The Need

There are many reasons why people falter, and perhaps as many why they recover. Yet there is no denying that recovery can happen when hope is coupled with opportunity, and that the recovery of each individual or family benefits the entire community.

For more than twenty years, Homes with Hope has been providing both hope and opportunity to our community’s individuals and families, who, by virtue of mental illness, substance abuse or domestic hardship, have temporarily lost their ability to lead independent and productive lives.

Homes with Hope, through a skilled professional staff and a broad network of compassionate community volunteers, has helped them regain their footing by providing temporary housing, food and clothing, casework, medical assistance, and job information, training and placement: all leading to greater self-esteem and independence.

Jackie

Jackie is an example of a suburban homeless mom. She is mentally ill and has struggled with addiction. During her time at the Bacharach Community she embraced sobriety and treatment for her mental illness. Mental illness does not change one’s intelligence. Jackie is a college graduate. However, before she accepted treatment she had trrouble holding onto a job. Being sheltered at the Bacharach Community gave her the space and time to become stable on her medications and to establish a supportive relationship with the AA community.

Jackie attended JumpStart, a program offered jointly by our WMI (Woman’s Mentoring Initiative) program and the Town of Westport. One of the presenters, a life coach, made such an impression upon her that she saw him weekly to work on her future.
In addition to her education, Jackie has a skill. She found employment and gained a reputation as a hard and creative worker.

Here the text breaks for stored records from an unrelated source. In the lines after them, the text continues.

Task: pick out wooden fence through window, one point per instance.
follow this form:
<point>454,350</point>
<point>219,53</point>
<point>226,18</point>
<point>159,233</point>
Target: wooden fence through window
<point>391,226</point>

This was the last piece required to move out of the shelter and on her own again. With the tools she has gained while being at the Bacharach Community she has been successful.

Mentors Can Benefit, Too

The focus of the WMI program is generally on the mentee. The goal is to have that person gain something positive from the relationship that will help her move forward in a positive direction. However, there are times when the mentor gains much more out of the relationship than they had even anticipated.

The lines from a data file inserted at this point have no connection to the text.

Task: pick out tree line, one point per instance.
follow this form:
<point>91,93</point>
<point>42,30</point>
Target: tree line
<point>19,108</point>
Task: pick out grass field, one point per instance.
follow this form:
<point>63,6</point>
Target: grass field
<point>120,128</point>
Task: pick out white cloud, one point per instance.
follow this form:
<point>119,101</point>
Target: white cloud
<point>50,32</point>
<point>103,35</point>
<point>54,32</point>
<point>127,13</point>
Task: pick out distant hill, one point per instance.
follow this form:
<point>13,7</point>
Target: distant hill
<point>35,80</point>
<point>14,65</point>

Betty came to WMI as a volunteer mentor approximately a year after her husband had died. She had a lot of time on her hands and felt like it was a good time to get involved in the community again. She was a wonderful mentor to Jane, the woman she was matched with, who struggled with many issues, including family relationships, low-income and mental illness. Betty was truly there for Jane, as a friend. She listened to her issues, tried to understand them, offered her opinion appropriately and asked for help or advice from the Program Director when she needed it. At the end of the year, Jane stated that she really enjoyed their time together and appreciated the help and companionship that the mentoring relationship had provided her. At the same time, Betty said that the mentoring experience was one of the best things she had done that year. She explained that the year after her husband died was a terribly difficult time for her. Being a mentor not only gave her something to do, it allowed her to think about someone other than herself. She felt she learned more about herself through the relationship and was very grateful for the experience.

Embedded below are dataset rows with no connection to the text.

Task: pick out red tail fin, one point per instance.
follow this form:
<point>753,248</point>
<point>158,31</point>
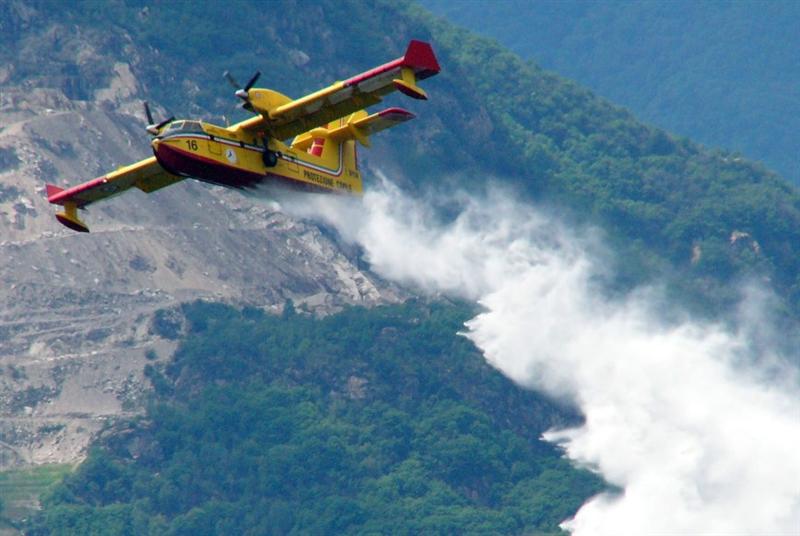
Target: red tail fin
<point>52,190</point>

Another woman, Kate, volunteered as a mentor about the same time as Betty. She was matched with a mentee, Ann, who had recently been divorced. Ann had come from another country where she had an advanced degree and had been employed for a few years. She had stopped working after she got married and had children and had not worked in many years. In addition, her degree was not recognized in this country, so she really had to go back to school here in order to get a good job. Ann had three young boys and received no child support or alimony from her ex-husband who was out of work himself and living off the trust fund of his new girlfriend. Kate was able to provide friendship and support as well as sound career and parenting advice to the Ann. During the course of their year together, it happened that Kate unexpectedly found herself in a similar divorce situation. Throughout the rest of their time together the Kate stated repeatedly that she drew strength from Ann and that she was a true inspiration to her. She felt fortunate in a way to have witnessed Ann dealing with a very difficult situation. She said that many people, including her, might not be as pro-active given the same circumstances; and when Kate was feeling like she couldn’t cope with her own life, she would think of her mentee and realize that she had to move on and deal with the situation. Kate shared these feelings with Ann that was a great boost to her self-esteem. Around the time that their year together ended, Kate moved to New York City. The two women plan to stay in touch and at their last “official” meeting together they talked about getting together in the City, when Ann’s children were with their father for a day.